Jennifer Aniston may be the first actress I’ve seen on screen with Adam Sandler where I actually believe they have chemistry. She’s funny in the film without stealing the show, and she does an excellent job playing a single mother who puts everyone else ahead of herself. Jennifer Aniston does surprisingly well in a support role, and while technically she’s the female lead, she’s very much not the focus, and she ends up being better for it. By the end of the film you feel like you discovered someone who was on the sidelines the same way Danny does.

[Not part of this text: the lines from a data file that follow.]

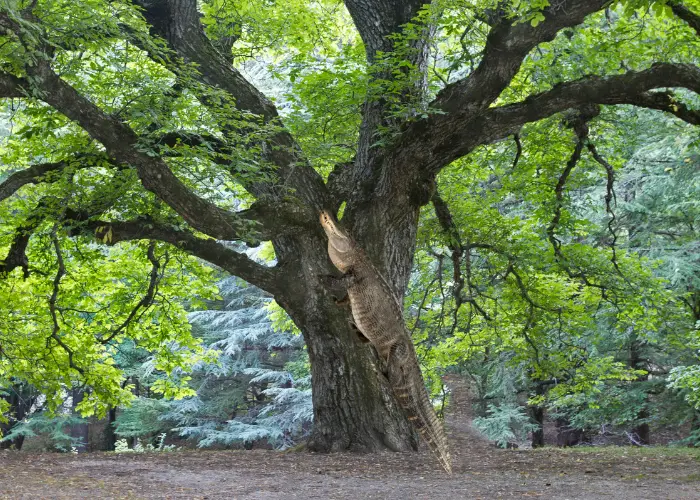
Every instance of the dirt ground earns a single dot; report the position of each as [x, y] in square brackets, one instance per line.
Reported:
[481, 471]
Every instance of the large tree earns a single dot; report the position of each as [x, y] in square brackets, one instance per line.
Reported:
[139, 126]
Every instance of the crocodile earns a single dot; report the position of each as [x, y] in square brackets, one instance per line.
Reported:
[377, 315]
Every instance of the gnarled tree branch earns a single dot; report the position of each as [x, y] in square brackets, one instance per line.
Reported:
[686, 14]
[441, 139]
[238, 264]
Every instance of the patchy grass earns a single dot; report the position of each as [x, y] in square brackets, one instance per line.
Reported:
[659, 452]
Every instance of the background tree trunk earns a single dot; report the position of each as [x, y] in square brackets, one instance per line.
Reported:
[21, 398]
[79, 430]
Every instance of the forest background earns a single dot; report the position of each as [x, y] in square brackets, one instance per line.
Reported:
[521, 171]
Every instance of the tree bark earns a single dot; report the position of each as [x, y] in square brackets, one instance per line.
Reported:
[79, 430]
[538, 434]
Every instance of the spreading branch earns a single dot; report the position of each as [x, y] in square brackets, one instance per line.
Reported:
[441, 139]
[507, 44]
[178, 23]
[238, 264]
[55, 333]
[146, 301]
[683, 12]
[43, 171]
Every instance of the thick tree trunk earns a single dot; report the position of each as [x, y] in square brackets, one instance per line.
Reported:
[354, 408]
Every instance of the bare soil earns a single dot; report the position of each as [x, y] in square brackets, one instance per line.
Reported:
[480, 471]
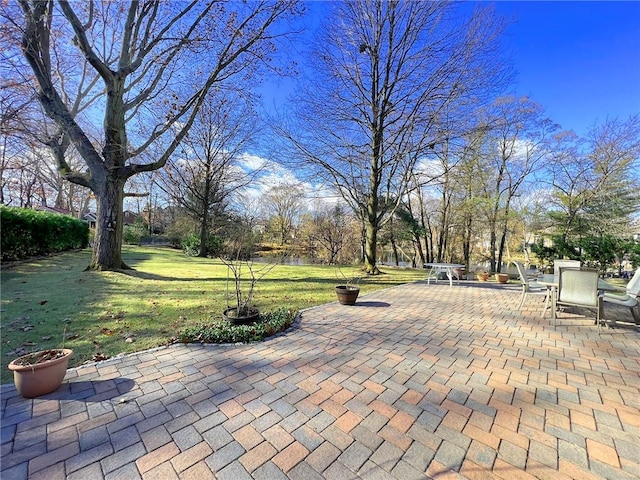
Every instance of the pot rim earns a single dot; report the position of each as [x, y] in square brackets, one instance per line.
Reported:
[67, 352]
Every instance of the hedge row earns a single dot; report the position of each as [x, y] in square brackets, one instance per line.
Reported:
[26, 233]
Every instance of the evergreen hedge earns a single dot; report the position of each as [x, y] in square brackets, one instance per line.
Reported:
[27, 232]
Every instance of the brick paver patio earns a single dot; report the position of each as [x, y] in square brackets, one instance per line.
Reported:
[418, 381]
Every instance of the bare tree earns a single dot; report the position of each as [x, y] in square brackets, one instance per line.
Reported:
[517, 146]
[595, 180]
[206, 172]
[285, 204]
[152, 80]
[384, 71]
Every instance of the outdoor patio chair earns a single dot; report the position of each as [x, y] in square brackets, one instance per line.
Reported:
[578, 288]
[531, 287]
[630, 298]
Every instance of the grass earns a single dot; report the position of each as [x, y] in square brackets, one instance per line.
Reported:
[52, 302]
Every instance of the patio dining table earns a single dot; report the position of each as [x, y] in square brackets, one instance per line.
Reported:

The inclusion of Aniston’s kids in the film makes for a few funny moments, and are a great point of showing that Sandler’s Danny is really a decent person. He’s actually better with the kids than Anyone in the movie, which I guess is the point, but unlike Bedtime Stories, Sandler isn’t forcing it and making his interactions with the kids over the top.
The biggest problem this movie has is a very specific suspension of disbelief the writers expect from you. The relationship between Palmer and Danny is fast tracked quicker than any relationship I’ve ever seen in a film. They sleep together the night they meet, that’s believable, but for some reason they begin acting as if Palmer and Danny are a couple after one night. They never go on a date at any point in this movie. It goes meet, sex, fight, lunch with fake ex wife to prove fake divorce, lunch with fake kids to introduce kids to new girlfriend (you have yet to take on a date), go on a group vacation to Hawaii (where you spend surprisingly little time with your girlfriend), get engaged to girl you have yet to go on date with.
Danny and Katherine have a very compelling arc that has more to do with Katherine realizing she can trust Danny than any attraction, and it’s handled carefully and well, but Danny’s relationship with Brooklyn Decker’s Palmer is a given that we are expected to swallow if we hope for the film to work.
There is also a glaringly awful performance from Nicole Kidman as Katherine’s one-time sorority rival Devlin. She and Dave Matthews play the most grating couple in the known universe. The only thing worse than adding an annoying character to a film is adding a completely unnecessary annoying character, and these characters are completely unnecessary to the plot of the film.
The movie plays like a much funnier version of Ben Stiller’s, The Heartbreak Kid, but has the opposite problems. Where Heartbreak Kid has a solid story with little to laugh at, Just Go With It has plenty of laughs, but no story past its concept for the jokes to compliment.
If you just want to lose yourself in something silly this Valentine weekend, go for it, but do not go in expecting anything better than the movies funniest jokes.